Alexia, a dona da casa, entra de semblante carregado. Reclama com a qualidade do puré, com a cozedura do entrecosto. Pensará nos gostos tradicionais dos Natais passados? Pareço recordar-me de lhe ter ouvido em tempos histórias da sua infância na Beira.


O cozinheiro não parece perturbar-se, encolhe os ombros e pergunta por um abre-garrafas, há meia-hora, diz, que tento tirar a carica desta garrafa de leite de coco. Não me parece que existam cocos na Beira - será por isso que Alexia não lhe responde?

Grande alarido - eis que um casal chega, ele de suiças graves (ah como meu pai chegou a usar que saudade!) e ela que me parece espanhola pelo sotaque e a animação. Natal animado o deste ano, tanta gente, de tanto lado do mundo, um Natal de alegrias, como deveria ser sempre, de reencontros.

Venho até à sala. Começa a estar cheia e farta a mesa.






À sua volta fluem as conversas, os reencontros, as apresentações. Alguém pergunta porque está o piano fechado, sugere música, canções. Mais música? Oh meus pobres ouvidos, tão atacados pelos ecléticos gostos de Alexis nestas madrugadas de convívio... Fujo, volto à cozinha, cheia de um enleante aroma de carne bem assada. Hoje os pratos parecem mais atrasados. Finalmente decidiu-se a conversão da abóbora em creme. Oh, o que é aquilo? Enchidos, montanhas deles, alheiras, paios, paiolas, chouriços, morcelas, terá comprado Alexia todo o expositor?

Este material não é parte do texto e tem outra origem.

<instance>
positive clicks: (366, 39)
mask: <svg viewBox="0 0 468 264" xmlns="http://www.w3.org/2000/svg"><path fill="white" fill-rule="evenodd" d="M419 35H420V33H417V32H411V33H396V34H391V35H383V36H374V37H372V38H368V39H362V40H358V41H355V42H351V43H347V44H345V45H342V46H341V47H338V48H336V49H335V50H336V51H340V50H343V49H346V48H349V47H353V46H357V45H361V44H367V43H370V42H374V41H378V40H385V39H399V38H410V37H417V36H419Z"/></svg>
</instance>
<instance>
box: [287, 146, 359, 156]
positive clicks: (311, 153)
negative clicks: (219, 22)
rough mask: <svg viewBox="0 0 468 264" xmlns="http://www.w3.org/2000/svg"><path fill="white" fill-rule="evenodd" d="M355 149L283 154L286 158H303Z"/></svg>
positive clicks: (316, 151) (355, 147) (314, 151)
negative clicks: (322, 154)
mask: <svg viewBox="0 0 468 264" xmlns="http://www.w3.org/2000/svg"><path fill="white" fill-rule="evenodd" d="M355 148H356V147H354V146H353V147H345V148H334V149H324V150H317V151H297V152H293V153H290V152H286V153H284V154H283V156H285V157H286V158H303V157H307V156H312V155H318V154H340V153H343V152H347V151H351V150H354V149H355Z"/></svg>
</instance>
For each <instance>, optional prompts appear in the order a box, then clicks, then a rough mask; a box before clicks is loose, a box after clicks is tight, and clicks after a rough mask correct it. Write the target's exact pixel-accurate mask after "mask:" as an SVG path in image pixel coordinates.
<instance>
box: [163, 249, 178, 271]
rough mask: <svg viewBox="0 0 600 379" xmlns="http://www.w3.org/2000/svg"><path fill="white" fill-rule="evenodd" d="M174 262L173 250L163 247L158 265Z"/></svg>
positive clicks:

Inspiro, sem repararem, o vapor que um tacho exala - subtil combinação para o que me parecia ser um refogado, leite de coco e azeite de dendem, dizem-me as latas usadas e abandonadas a um canto do balcão. Que feijoada é esta, interroga quem chega. Uma expressão luso-brasileira, responde quem está.



Corta-se presunto, corta-se chouriço. Recheiam-se cogumelos com alheira.




Dois pares de mãos afanam-se a transmutar pernas de peru em pedaços de espetadas.


O cozinheiro larga tudo e parte em corrida atrás de uma criança brincalhona. Depois volta e resmunga com o risotto, nunca fiz uma coisa tão seca. Cheira bem o risotto, parece-me ter visto ser-lhe acrescentada uma farinheira no início.



Eis que os últimos pratos chegam à sala (acontecem-me estas coisas, o tempo tem oclusões, não me é contínuo).





Alargam-se as conversas, os risos. Eis-me instalada à cabeceira, olhando tudo e todos. Uns olhos infantis que riem quando provam, uma farripa de presunto. Duas estranhas que encontram interesses profissionais comuns. É isto o prazer presente, o prazer de partilhar.



Umas pequeninas mãos percorrem as teclas do piano em ainda inábeis descobertas. Todos sorriem, apesar da provação. Ali reside o espírito dos Natais futuros... Alguém decide uma abordagem mais profissional e acompanha a jovem diva em duas canções de Purcell. É a vez da criança se queixar dos ouvidos, mal habituados aos extremos de soprano.


Eu abstraí-me um pouco, a mirar gulosa Eduardinhos e macarons. Se ao menos tivesse saúde para os comer...

  

Comentários

Pedro Cruz Gomes disse…
Obrigado, Pinus. E um bom ano também, com muitas descobertas vinícolas e bons textos a acompanhar.
In vino veritas...
Anónimo disse…
Cara Madame B
Se o risotto estava seco não dei por nada, pois que o comi às pazadas de tão gostoso que estava.
Quanto à criança, é a mai linda de todo o universo e arredores. Ainda por cima gosta de presunto.

No último ano..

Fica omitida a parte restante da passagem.